G.f.: (3 - x^2)/(1 - x^2 - x^3). - Simon Plouffe in his 1992 dissertation
a(n) = r1^n + r2^n + r3^n where r1, r2, r3 are three roots of x^3-x-1=0.
a(n-1) + a(n) + a(n+1) = a(n+4), a(n) - a(n-1) = a(n-5). - Jon Perry, Jun 05 2003
From Gary W. Adamson, Feb 01 2004: (Start)
a(n) = trace(M^n) where M is the 3 X 3 matrix [0 1 0 / 0 0 1 / 1 1 0], the companion matrix of the characteristic polynomial of this sequence, P = X^3 - X - 1.
M^n * [3, 0, 2] = [a(n), a(n+1), a(n+2)]; e.g., M^7 * [3, 0, 2] = [7, 10, 12].
a(n) = 2*A000931(n+3) + A000931(n). (End)

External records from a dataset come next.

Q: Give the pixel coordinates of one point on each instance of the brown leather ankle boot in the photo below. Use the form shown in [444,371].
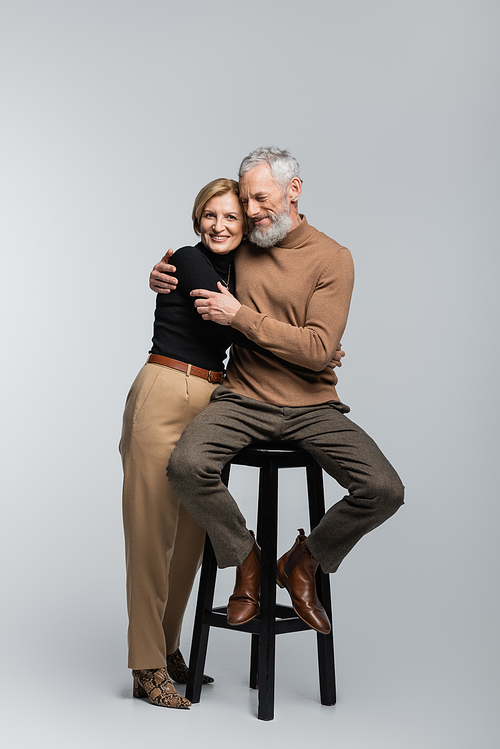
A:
[296,572]
[244,604]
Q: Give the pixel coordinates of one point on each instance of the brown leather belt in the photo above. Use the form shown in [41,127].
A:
[207,374]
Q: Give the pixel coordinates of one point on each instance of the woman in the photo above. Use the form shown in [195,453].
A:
[163,543]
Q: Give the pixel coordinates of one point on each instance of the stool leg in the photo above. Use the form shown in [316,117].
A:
[204,603]
[267,529]
[326,657]
[254,662]
[201,630]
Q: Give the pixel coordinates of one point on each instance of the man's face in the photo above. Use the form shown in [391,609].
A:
[266,205]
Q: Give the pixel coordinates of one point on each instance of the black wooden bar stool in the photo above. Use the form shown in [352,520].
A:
[273,618]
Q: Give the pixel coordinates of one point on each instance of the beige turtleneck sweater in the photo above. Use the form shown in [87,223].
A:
[295,300]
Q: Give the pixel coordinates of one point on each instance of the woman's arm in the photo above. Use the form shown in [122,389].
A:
[159,280]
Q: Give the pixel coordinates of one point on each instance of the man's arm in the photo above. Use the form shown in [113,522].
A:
[310,346]
[159,280]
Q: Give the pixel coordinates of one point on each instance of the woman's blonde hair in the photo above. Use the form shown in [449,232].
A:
[219,186]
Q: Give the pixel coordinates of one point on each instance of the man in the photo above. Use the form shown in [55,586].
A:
[294,286]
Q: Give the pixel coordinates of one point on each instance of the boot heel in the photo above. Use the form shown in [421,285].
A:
[139,690]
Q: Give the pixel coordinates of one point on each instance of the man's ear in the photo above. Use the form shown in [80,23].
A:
[294,189]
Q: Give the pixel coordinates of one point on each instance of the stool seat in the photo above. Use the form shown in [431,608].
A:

a(n) = 3*p(n) - p(n-2) = 2*p(n) + p(n-3), with p(n) := A000931(n+3), n >= 0. - Wolfdieter Lang, Jun 21 2010
From Francesco Daddi, Aug 03 2011: (Start)
a(0) + a(1) + a(2) + ... + a(n) = a(n+5) - 2.
a(0) + a(2) + a(4) + ... + a(2*n) = a(2*n+3).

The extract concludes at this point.